As of Feb 28, 2012, the PEP mentions an additional optimization of storing the values in an array indexed by (effectively) key insertion order, rather than key position. ("Alternative Implementation")

It states that this would reduce memory usage for the values array by 1/3. 1/3 is a worst-case measurement; average is 1/2. (At savings of less than 1/3, the keys would resize, to initial savings of 2/3. And yes, that means in practice, the average savings would be greater than half, because the frequency of dicts of size N decreases with N.)

It states that the keys table would need an additional "values_size" field, but in the absence of dummies, this is just ma_used.

Note that this would also simplify resizing, as the values arrays would not have to be re-ordered, and would not have to be modified at all unless/until that particular instance received a value for a position beyond its current size.

markshannon · 2012-02-29T16:24:25Z

Jim Jewett wrote:

Jim Jewett <jimjjewett@gmail.com> added the comment:

As of Feb 28, 2012, the PEP mentions an additional optimization of storing the values in an array indexed by (effectively) key insertion order, rather than key position. ("Alternative Implementation")

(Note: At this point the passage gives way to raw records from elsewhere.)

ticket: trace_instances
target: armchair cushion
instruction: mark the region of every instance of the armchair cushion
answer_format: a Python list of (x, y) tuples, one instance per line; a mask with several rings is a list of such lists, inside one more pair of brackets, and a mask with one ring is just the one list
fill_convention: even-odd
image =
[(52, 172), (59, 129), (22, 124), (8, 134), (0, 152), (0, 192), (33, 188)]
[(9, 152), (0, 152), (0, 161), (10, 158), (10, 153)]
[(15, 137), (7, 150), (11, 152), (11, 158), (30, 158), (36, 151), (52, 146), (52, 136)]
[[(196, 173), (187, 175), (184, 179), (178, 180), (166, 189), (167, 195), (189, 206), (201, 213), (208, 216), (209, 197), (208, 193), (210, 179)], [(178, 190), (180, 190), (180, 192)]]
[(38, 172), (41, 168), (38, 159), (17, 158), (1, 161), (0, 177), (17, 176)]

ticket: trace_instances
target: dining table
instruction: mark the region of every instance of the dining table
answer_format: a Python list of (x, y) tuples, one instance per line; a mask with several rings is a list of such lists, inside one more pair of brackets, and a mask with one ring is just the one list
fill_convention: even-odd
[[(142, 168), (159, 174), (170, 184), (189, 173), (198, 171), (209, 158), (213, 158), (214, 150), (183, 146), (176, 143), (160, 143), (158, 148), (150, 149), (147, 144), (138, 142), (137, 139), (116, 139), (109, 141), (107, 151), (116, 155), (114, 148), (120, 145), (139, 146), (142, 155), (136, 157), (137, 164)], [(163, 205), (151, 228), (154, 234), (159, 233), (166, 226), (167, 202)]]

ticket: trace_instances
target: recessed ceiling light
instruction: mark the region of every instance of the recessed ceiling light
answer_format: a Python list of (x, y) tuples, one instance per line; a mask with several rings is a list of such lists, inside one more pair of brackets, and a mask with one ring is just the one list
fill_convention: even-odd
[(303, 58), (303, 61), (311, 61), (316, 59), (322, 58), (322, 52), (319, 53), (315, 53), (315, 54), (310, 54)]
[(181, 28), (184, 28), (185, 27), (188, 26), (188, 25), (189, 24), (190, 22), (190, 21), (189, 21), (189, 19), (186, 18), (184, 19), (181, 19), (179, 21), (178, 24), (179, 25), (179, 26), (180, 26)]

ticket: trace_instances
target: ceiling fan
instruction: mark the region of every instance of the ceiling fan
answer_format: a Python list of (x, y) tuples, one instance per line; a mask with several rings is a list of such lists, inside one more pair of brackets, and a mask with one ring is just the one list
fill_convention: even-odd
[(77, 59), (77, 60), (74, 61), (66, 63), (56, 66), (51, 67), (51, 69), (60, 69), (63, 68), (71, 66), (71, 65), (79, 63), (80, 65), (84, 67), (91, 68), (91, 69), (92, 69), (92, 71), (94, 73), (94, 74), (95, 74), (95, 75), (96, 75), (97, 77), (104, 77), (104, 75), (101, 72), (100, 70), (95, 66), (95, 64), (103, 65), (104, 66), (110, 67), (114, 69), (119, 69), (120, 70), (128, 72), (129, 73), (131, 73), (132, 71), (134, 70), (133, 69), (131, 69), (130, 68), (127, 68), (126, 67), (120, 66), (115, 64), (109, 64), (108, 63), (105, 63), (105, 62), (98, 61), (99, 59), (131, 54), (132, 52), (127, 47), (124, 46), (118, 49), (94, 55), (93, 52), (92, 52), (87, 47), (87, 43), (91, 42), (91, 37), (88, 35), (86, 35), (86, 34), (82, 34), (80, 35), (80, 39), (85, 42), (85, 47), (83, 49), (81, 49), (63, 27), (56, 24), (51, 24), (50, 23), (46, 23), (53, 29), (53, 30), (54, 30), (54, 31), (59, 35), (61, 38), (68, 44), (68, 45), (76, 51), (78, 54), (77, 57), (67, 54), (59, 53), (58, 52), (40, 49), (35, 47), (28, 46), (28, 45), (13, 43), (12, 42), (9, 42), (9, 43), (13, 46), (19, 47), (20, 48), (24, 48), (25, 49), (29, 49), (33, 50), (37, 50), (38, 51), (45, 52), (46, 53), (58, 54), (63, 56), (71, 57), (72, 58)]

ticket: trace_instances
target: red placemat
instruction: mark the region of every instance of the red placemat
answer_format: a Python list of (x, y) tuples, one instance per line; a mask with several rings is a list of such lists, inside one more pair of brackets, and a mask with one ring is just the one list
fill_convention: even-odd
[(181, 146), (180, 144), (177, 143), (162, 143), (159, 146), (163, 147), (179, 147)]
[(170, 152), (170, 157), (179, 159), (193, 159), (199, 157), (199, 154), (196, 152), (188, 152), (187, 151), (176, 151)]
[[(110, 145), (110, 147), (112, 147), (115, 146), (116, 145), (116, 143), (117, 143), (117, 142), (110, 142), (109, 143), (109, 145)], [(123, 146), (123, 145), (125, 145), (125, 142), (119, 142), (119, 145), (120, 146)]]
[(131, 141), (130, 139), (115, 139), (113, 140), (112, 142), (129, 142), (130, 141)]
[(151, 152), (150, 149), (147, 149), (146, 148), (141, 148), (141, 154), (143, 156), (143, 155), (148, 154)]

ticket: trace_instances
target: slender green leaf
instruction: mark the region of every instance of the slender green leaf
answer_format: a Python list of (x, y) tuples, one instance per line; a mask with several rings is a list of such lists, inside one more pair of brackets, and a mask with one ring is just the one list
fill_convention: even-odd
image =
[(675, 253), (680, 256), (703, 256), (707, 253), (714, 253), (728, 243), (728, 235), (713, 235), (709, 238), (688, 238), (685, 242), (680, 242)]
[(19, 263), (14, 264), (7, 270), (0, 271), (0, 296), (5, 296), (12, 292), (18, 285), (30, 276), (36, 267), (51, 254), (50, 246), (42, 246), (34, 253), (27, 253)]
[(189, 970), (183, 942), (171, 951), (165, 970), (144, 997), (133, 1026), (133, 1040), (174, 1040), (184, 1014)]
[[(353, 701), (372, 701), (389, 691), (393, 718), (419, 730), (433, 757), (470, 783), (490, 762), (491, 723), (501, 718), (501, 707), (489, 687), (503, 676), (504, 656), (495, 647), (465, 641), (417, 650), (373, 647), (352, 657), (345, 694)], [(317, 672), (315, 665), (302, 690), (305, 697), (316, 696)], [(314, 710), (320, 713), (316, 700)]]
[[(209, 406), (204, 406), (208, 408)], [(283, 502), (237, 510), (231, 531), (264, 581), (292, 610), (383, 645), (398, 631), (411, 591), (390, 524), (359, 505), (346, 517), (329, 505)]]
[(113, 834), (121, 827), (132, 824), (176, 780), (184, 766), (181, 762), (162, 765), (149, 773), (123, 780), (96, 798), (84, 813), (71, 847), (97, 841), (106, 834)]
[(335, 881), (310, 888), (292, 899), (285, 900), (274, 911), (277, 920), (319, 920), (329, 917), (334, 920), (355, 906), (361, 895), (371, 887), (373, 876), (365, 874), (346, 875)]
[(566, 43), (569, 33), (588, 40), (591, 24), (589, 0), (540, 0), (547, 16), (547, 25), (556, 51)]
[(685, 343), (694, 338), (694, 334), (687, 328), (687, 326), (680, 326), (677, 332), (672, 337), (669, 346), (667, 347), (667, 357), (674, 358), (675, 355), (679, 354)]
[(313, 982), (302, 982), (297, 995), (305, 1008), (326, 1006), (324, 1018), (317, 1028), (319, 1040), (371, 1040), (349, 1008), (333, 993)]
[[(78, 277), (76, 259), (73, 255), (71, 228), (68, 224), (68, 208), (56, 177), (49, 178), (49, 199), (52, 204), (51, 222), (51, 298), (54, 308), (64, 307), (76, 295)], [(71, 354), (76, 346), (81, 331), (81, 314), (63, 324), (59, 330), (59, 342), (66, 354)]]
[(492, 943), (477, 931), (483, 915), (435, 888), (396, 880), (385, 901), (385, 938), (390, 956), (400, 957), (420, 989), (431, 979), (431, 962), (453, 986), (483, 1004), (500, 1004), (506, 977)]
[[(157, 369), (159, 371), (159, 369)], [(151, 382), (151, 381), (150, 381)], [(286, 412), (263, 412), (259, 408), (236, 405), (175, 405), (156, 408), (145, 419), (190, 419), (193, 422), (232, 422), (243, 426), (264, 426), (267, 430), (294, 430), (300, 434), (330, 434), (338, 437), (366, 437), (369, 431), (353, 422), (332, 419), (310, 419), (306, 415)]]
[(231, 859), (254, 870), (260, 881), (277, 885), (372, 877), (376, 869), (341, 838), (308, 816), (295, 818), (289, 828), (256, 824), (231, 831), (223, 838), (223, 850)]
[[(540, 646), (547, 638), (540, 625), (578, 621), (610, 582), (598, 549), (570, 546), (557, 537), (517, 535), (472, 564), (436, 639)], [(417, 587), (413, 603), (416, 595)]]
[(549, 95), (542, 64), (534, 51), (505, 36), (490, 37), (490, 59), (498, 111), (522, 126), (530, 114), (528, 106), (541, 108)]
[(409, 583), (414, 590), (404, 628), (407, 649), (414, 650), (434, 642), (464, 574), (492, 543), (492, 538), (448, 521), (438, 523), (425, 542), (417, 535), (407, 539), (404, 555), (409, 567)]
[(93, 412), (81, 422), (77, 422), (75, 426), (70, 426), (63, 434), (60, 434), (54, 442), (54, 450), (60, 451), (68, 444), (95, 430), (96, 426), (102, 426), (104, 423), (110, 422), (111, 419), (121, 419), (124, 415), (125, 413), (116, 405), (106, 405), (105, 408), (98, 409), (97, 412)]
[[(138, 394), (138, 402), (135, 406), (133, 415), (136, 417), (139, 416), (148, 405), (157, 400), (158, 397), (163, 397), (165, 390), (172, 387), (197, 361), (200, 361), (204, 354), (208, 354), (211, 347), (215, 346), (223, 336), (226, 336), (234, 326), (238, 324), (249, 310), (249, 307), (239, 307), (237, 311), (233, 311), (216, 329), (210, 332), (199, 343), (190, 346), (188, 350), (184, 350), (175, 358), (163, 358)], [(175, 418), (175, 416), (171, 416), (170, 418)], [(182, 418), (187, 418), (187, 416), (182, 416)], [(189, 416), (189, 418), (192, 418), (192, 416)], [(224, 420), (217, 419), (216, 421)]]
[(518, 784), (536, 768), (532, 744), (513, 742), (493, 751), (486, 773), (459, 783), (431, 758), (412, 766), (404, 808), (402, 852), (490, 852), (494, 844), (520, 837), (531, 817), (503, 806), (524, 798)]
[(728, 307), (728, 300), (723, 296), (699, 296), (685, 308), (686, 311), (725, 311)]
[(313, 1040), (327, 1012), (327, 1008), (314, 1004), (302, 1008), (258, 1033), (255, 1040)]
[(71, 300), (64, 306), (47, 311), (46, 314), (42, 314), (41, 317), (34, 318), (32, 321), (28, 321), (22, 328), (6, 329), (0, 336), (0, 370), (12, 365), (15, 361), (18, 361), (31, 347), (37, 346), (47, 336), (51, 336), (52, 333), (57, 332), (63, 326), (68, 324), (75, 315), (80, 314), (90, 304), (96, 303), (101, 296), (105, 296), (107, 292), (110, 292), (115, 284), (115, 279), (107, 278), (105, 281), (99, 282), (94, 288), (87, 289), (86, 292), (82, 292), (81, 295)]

It states that this would reduce memory usage for the values array by 1/3. 1/3 is a worst-case measurement; average is 1/2. (At savings of less than 1/3, the keys would resize, to initial savings of 2/3. And yes, that means in practice, the average savings would be greater than half, because the frequency of dicts of size N decreases with N.)

I presume you mean to allocate a values array of size == actual keys
rather than size == usable keys.

Making the values array smaller than the the number of usable keys
causes a number of issues:

The values_size will need to be kept in the dict, not in the keys,
which would make the dict larger for size 3 or 5, the same size for
size 2 or 4, but it would save memory for sizes 6-8 (see below).
So it might not save memory at all, it depends on the distribution of
the sizes of shared-key dicts.
dk_usable would need to be reverted to dk_fill (c.f ma_fill) in order
to quickly allocate values arrays. This would slow down the resizing
check, which is now done before insertion, so might be slower.
(not really a problem, but it might slow down inserts)
An extra check needs to be performed for each read to ensure the
index is in-bounds
(again not really a problem, but it might slow down reads)

Comparative sizes of values array (including size field):

Items Proposed Alternative Other Alternative Delta
(size == usuable) (size == keys (+1))
1 4 3 2 -1
2 4 3 3 0
3 4 3 4 +1
4 8 5 5 0
5 8 5 6 +1
6 16 10 7 -3
7 16 10 8 -2
8 16 10 9 -1
9 16 10 10 0
10 16 10 11 +1
12 32 21 13 -8
14 32 21 15 -6

The memory savings of the two alternative implementations are broadly
similar.

Clearly, either of the alternatives are attractive in terms of memory
use. I think it is definitely worth investigating further, but I would
like to get the proposed implementation into CPython first.

It states that the keys table would need an additional "values_size" field, but in the absence of dummies, this is just ma_used.

values_size != ma_used
values_size is the size of the values array, not the number of values.

Don't forget deletions or the case where items are inserted in a
different order from that of another dict sharing the same keys.
Although there are no dummies, (key != NULL, value == NULL) is a legal
pair representing a missing or deleted value.

Cheers,
Mark.

jimjjewett · 2012-03-09T17:13:19Z

> As of Feb 28, 2012, the PEP mentions an additional
> optimization of storing the values in an array indexed
> by (effectively) key insertion order, rather than key
> position. ("Alternative Implementation")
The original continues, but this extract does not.